Kevin Murphy

Musings of a Boston-based Software Developer

Validate CSV Input With ActiveModel::Validations

Standard Library Parsing 🔗

We’re maintaining a system that tracks information about books, including their publication dates. On occasion, publishers will send us CSVs with updated publication dates, and we need to update our Rails application to have those dates.

We want a repeatable process, so rather than updating these by hand, let’s use Ruby’s CSV class to parse this data.

CSV.parse(csv_text, headers: true).map do |row|
  book = Book.find_by(isbn: row["ISBN"])
  book.update(publication_date: row["Pub Date"])
end

Four lines and we have a functionally complete parser that updates our system how we expect. That all seems great. Until, that is, we actually run it.

Book Checked Out 🔗

We execute our parser on the first data file we receive, and it quickly stops with the following error:

NoMethodError: undefined method `update' for nil:NilClass

On inspecting the state of our database, we see that the first three books in the CSV file had their publication dates updated, but the rest didn’t. Looking at the fourth row in the CSV, we discover that the ISBN for that row isn’t in our database. In that case find_by returns nil, and calling update on nil is exactly our problem. An exception is raised, and further rows of the CSV aren’t parsed.

We can fix that! If we don’t find the book, let’s log the error and move on to the next row, without calling update.

CSV.parse(csv_text, headers: true).map do |row|
  book = Book.find_by(isbn: row["ISBN"])

  if book.blank?
    Rails.logger.error("Could not find book")
    next
  end

  book.update(publication_date: row["Pub Date"])
end

Now the entire CSV processes, our books are updated, and everyone’s happy. Right?

Blank Pages 🔗

Days later, we discover that a book which previously had a publication date doesn’t anymore. It’s not unusual for a book to not have a publication date - we have records of books that haven’t been published yet. However, books shouldn’t lose an existing publication date.

We see that the book in question was in the CSV, and the Pub Date column was empty for that row. Turns out, that was an error from the publisher in preparing the CSV. Any book in that file should always have a publication date - the purpose of this process is to provide publication dates.

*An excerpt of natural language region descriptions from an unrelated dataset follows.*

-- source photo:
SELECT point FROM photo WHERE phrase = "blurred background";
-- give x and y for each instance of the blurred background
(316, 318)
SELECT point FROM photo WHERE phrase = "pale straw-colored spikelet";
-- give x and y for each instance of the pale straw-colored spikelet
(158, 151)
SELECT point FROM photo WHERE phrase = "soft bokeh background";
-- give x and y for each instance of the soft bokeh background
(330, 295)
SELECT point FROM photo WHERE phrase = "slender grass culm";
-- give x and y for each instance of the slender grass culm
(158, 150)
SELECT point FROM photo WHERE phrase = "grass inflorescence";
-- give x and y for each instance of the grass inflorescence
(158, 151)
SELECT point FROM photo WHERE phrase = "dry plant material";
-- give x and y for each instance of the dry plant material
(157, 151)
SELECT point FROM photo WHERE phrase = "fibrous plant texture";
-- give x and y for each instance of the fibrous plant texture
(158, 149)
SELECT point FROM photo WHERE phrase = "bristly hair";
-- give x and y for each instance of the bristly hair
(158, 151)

We can prevent this from happening in the future by ensuring that a row has a publication date before attempting to process it:

CSV.parse(csv_text, headers: true).map do |row|
  if row["Pub Date"].blank?
    Rails.logger.error("Skipped updating book with no publication date")
    next
  end

  book = Book.find_by(isbn: row["ISBN"])

  if book.blank?
    Rails.logger.error("Could not find book")
    next
  end

  book.update(publication_date: row["Pub Date"])
end

Losing The Plot 🔗

Our “simple” parser is now a lot more complicated. Business rules about the shape, structure, and expectations of the data are now littered along with actions consuming the data to do things like find the book and update it with the appropriate publication date. It’s harder to identify what the core responsibility of this snippet of code is.

Adding Chapters 🔗

Let’s try to increase the clarity of our code by separating out how to process an individual row of the CSV.

First Act: Establishing A New Character (Class) 🔗

We’ll start by making a class that takes in the needed data from the CSV row and finds the book associated with the ISBN.

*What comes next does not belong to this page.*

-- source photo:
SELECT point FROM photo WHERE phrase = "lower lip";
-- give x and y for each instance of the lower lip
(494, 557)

class BookPublicationDateImportRow
  attr_reader :isbn,
    :publication_date

  def initialize(isbn:, publication_date:)
    @isbn = isbn
    @publication_date = publication_date
  end

  def book
    @book ||= Book.find_by(isbn: isbn)
  end
end

Perhaps you’ve heard of a form object to represent data associated with a particular form on your web application. You can consider that’s what we’re doing here, except our input isn’t from a form on a web page - it’s a row from a CSV file.

Second Act: Rising Validations 🔗

Now, rather than rewriting validation logic, as we had in our procedural code initially, we can use ActiveModel’s Validations module. That’ll allow us access to the validation helpers we’re used to using with other Rails ActiveRecord models.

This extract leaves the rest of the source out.